Twelve years ago, feeling tired and weak, Henrietta visited a nutritionist. The appointment did not just improve her diet and health but also the path of her life. She quit her job and re-trained as a nutritionist, and over a decade later she is now an expert in her field specialising in women and children's nutrition, pregnancy and fertility. A health writer and author of 'Take Control of Your Endometriosis' as well as co-founder of Food-State supplement brand Wild Nutrition , how did she get where she is and how does she balance it all? Read on to find out...
Why did you decide to specialise in nutrition?
I was drawn to this area of nutrition for two reasons. Firstly, it was my own experience of the condition endometriosis that focused my attention to women’s hormonal health. I was told by many medical professionals that it was ‘incurable’ and I was unlikely to be able to conceive naturally. I was determined to change this prognosis and have done so through nutrition - this fuelled my passion to help others. Secondly, I am a mother of three young ankle-biters myself and so I am both professionally and personally interested in nurturing a child’s health from pre-conception right through to their teenage years.
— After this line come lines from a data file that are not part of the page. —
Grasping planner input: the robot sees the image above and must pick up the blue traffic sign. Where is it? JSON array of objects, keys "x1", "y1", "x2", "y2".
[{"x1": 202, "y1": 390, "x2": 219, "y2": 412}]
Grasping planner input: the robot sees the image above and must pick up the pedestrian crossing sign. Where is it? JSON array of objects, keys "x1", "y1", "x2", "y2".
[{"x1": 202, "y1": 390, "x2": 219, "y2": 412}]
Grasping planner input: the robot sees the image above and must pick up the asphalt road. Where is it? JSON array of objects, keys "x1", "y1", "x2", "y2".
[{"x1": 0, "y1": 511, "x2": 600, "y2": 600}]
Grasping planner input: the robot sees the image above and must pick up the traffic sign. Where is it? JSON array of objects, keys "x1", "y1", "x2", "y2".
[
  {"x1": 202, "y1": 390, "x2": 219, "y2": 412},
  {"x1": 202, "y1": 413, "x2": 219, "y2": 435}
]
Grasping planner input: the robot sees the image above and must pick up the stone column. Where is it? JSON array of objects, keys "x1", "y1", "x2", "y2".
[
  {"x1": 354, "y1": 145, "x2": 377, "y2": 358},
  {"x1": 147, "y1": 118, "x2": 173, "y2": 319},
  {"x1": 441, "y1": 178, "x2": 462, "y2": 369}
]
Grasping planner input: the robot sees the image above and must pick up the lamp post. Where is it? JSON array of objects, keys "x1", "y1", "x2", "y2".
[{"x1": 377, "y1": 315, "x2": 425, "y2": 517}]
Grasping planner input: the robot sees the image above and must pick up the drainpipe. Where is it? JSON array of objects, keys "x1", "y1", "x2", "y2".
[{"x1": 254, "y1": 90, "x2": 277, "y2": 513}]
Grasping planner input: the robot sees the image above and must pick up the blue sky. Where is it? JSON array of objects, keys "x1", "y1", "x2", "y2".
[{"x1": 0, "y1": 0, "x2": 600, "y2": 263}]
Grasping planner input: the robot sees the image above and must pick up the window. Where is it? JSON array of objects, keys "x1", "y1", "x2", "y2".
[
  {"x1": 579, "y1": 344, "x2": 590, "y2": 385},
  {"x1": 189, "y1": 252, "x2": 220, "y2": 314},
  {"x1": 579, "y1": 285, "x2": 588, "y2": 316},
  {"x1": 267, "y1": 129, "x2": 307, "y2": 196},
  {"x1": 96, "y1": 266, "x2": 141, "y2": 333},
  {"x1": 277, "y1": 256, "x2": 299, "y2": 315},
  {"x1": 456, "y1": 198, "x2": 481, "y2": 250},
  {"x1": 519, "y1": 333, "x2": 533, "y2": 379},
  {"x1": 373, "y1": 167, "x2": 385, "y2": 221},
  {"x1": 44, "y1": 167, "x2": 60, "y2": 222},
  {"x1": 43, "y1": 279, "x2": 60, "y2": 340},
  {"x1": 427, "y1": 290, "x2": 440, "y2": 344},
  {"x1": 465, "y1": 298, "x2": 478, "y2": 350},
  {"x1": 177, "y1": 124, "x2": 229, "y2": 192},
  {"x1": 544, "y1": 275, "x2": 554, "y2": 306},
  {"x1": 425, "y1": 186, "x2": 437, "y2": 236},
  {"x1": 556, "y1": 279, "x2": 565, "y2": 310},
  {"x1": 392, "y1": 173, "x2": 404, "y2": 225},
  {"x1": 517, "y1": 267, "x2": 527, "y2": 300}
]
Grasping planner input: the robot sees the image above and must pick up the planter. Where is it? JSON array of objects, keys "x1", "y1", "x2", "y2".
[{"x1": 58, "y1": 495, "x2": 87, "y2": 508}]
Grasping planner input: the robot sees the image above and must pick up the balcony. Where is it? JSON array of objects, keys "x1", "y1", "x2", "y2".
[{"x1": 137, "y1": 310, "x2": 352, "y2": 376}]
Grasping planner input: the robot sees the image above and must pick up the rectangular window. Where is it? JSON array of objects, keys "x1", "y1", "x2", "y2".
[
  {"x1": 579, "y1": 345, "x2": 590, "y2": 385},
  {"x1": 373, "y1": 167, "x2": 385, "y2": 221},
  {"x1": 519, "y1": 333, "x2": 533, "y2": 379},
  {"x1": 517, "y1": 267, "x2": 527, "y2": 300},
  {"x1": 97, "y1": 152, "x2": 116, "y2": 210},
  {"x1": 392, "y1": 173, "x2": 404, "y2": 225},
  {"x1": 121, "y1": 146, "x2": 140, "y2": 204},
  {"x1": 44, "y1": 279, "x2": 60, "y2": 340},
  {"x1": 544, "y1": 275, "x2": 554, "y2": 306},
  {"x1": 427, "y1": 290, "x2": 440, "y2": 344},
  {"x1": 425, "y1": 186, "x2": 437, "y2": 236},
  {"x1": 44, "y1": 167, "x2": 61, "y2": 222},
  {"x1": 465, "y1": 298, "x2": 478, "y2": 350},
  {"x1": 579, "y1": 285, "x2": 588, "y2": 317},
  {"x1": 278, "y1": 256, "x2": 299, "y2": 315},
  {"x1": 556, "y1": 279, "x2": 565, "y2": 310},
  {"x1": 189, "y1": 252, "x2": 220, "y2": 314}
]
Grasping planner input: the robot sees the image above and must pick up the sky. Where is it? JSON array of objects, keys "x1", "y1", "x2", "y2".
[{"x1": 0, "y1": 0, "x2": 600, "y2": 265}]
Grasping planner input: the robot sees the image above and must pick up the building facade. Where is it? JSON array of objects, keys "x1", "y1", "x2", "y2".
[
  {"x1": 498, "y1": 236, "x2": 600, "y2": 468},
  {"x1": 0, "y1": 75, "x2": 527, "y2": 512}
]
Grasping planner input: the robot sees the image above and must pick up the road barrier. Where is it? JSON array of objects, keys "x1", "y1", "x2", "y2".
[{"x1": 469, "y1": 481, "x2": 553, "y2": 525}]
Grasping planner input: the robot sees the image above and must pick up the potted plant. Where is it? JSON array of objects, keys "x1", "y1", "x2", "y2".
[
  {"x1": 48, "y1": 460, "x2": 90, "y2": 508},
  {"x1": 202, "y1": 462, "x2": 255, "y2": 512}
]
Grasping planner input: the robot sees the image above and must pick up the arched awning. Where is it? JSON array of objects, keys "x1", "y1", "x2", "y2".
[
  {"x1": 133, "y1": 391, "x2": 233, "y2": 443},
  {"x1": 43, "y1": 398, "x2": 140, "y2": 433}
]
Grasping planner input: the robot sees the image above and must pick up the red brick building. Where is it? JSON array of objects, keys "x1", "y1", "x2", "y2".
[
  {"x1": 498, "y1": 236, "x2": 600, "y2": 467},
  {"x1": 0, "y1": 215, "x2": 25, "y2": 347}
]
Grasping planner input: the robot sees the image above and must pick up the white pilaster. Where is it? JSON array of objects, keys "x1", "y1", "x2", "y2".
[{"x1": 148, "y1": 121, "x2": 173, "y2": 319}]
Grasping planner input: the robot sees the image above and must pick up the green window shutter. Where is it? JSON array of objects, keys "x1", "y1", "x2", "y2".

The influence of our pre-conceptual and prenatal health on the health of our babies in later life is gathering more interest from researchers at the moment too so it's a very interesting area to specialise in.
When was your big break?
I think this would have to be when I was listed as a ‘top 10 health guru to have on your speed dial’ by ES Magazine about eight years ago. It didn't change the way I worked or how I felt about my work but it made more people aware of me and the work I do.
What does an average day look like for you (if there ever is one)?
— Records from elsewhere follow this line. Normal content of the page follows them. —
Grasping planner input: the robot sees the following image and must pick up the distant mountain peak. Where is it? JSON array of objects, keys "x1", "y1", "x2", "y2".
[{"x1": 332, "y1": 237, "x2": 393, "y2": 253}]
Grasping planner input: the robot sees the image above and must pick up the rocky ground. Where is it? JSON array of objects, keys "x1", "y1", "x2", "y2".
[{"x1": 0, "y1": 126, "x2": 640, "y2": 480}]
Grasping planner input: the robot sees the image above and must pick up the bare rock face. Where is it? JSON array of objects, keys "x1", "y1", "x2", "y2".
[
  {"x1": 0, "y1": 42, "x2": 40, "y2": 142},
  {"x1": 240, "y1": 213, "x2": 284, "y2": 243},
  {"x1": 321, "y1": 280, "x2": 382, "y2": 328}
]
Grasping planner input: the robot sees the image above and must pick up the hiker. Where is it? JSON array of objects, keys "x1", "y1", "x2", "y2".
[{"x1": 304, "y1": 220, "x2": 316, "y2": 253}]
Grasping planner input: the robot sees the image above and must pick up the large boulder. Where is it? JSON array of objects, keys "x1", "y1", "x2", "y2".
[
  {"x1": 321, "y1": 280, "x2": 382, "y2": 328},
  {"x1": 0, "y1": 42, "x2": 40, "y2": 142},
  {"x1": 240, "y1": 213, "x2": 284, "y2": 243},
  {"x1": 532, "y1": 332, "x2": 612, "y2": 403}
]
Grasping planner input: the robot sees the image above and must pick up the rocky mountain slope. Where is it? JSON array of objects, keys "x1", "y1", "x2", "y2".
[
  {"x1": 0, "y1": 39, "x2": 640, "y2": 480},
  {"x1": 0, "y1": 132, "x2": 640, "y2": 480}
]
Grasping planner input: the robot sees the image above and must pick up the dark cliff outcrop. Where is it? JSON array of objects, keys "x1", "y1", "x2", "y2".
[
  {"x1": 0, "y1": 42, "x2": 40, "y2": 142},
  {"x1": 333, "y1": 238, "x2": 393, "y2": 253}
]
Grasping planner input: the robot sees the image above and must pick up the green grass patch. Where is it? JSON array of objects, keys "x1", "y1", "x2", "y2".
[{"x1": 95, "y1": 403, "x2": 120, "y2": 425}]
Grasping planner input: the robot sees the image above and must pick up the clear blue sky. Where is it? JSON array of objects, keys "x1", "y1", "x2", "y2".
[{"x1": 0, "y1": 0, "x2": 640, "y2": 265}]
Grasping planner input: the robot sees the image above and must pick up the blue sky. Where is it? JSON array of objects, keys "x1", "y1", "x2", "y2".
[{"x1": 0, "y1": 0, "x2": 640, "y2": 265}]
Hold on to your seats, it's pretty chaotic! I have recently had our third child Oscar so the day begins quite early. Charlie, my husband and ‘rock’, makes me a cup of redbush tea whilst I feed Oscar and dig deep with creative ways to coax the older two into getting their school uniform on. It is an important ritual in our house to have breakfast together, usually porridge (each with different toppings!), and then walk/bike to school. 9am work begins and that will either be getting the train to London for a day of clinic, meetings or commuting to the bottom of our garden to our office shed to work on Wild Nutrition and my book Your Pregnancy in Nutrition Guide (Oscar comes to the shed too at the moment but that will be have to be re-assessed once crawling starts!). This all stops at 3pm when we collect the boys and restarts at 7.30pm for a last bout of work when they are in bed.
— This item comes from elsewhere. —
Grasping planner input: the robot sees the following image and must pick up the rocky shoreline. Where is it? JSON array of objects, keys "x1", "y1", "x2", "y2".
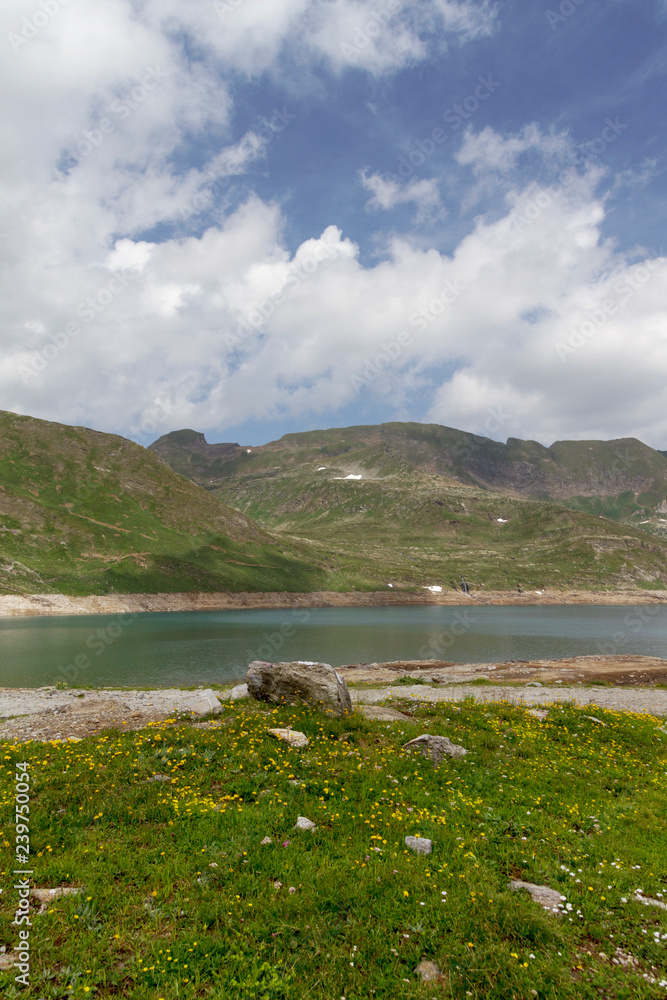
[
  {"x1": 0, "y1": 588, "x2": 667, "y2": 616},
  {"x1": 0, "y1": 655, "x2": 667, "y2": 742}
]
What do you enjoy most about your job?
It is an incredibly rewarding job. I am very often moved by the changes I see in clients and the courage and determination they themselves have shown in achieving them. Nutritional medicine is also a fast growing area of research and there is ALWAYS something new to learn, read and digest. I love that, it's fuel!
Are there any aspects of your job that you find challenging?
Probably the fact that there is always new research to keep abreast of… I find it so interesting I can’t not ‘dig down’ into the nitty gritty. Also the familiar ‘work, life balance’ can be a challenge on a daily basis.